Les températures de surface de la mer ont atteint dans l’est du Pacifique tropical des valeurs proches de celles qui correspondent à une anomalie El Niño. Elles étaient aussi inhabituellement élevées dans l’ouest du Pacifique tropical, le nord et le nord-est du Pacifique de même que dans les régions polaires et subtropicales de l’Atlantique Nord, le Pacifique Sud-Ouest, certaines zones de l’Atlantique Sud et une bonne partie de l’océan Indien. Elles étaient particulièrement élevées dans l’hémisphère Nord entre juin et octobre, pour des raisons que les scientifiques ont entrepris d’analyser à la loupe.
Le contenu thermique de l’océan pour la période janvier-juin a été estimé sur des profondeurs allant jusqu’à 700m et 2000m, et l’on obtient dans les deux cas des valeurs records.
Environ 93% de la chaleur piégée dans l’atmosphère par les gaz à effet de serre provenant de l’exploitation des combustibles fossiles et autres activités humaines est stockée dans les océans. Le contenu thermique des océans joue par conséquent un rôle fondamental dans le système climatique.

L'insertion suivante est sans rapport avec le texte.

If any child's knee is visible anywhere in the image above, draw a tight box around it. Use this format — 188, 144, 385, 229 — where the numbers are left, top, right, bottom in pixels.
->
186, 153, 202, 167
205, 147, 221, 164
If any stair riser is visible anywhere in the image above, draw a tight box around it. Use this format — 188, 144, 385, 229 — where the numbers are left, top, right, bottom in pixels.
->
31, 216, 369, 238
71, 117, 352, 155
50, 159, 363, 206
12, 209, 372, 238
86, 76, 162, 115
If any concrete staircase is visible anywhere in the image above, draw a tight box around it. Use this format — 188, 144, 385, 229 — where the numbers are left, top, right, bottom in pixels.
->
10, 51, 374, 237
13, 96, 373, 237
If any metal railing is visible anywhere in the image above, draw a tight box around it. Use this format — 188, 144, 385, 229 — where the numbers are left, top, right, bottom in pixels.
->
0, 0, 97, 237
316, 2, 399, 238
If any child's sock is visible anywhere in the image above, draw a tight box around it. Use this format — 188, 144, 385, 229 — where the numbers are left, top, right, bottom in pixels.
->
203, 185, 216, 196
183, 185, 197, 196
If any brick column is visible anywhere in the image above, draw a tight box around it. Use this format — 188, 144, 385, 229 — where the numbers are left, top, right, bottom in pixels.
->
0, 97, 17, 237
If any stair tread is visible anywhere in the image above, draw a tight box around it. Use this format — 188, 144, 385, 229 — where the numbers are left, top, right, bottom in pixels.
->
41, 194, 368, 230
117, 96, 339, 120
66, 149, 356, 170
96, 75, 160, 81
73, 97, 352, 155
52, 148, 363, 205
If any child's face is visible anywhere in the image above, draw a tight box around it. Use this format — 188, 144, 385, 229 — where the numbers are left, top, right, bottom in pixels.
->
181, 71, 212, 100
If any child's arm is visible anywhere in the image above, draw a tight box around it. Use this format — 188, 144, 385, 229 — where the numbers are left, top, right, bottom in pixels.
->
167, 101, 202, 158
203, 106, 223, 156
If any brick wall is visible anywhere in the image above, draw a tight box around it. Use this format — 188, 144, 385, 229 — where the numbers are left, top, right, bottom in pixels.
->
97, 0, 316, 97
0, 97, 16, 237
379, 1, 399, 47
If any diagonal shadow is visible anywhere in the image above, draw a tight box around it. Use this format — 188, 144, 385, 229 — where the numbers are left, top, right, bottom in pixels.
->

Niveau de la mer et glaces de mer
À mesure qu’ils se réchauffent, les océans voient leur volume s’accroître sous l’effet de l’expansion thermique. L’eau provenant de la fonte des glaciers et des inlandsis contribue elle aussi à l’élévation du niveau de la mer. Celui-ci connaît des variations locales qui sont causées par les courants, les marées, les tempêtes et les régimes climatiques à grande échelle tels que le phénomène El Niño. Début 2014, le niveau moyen de la mer accusait une valeur record pour cette époque de l’année.
L’étendue de la banquise arctique a atteint le 17 septembre son minimum saisonnier – 5,02 millions de km2 en moyenne journalière –, ce qui la place au sixième rang des plus réduites jamais observées, d’après le Centre national de données sur la neige et la glace.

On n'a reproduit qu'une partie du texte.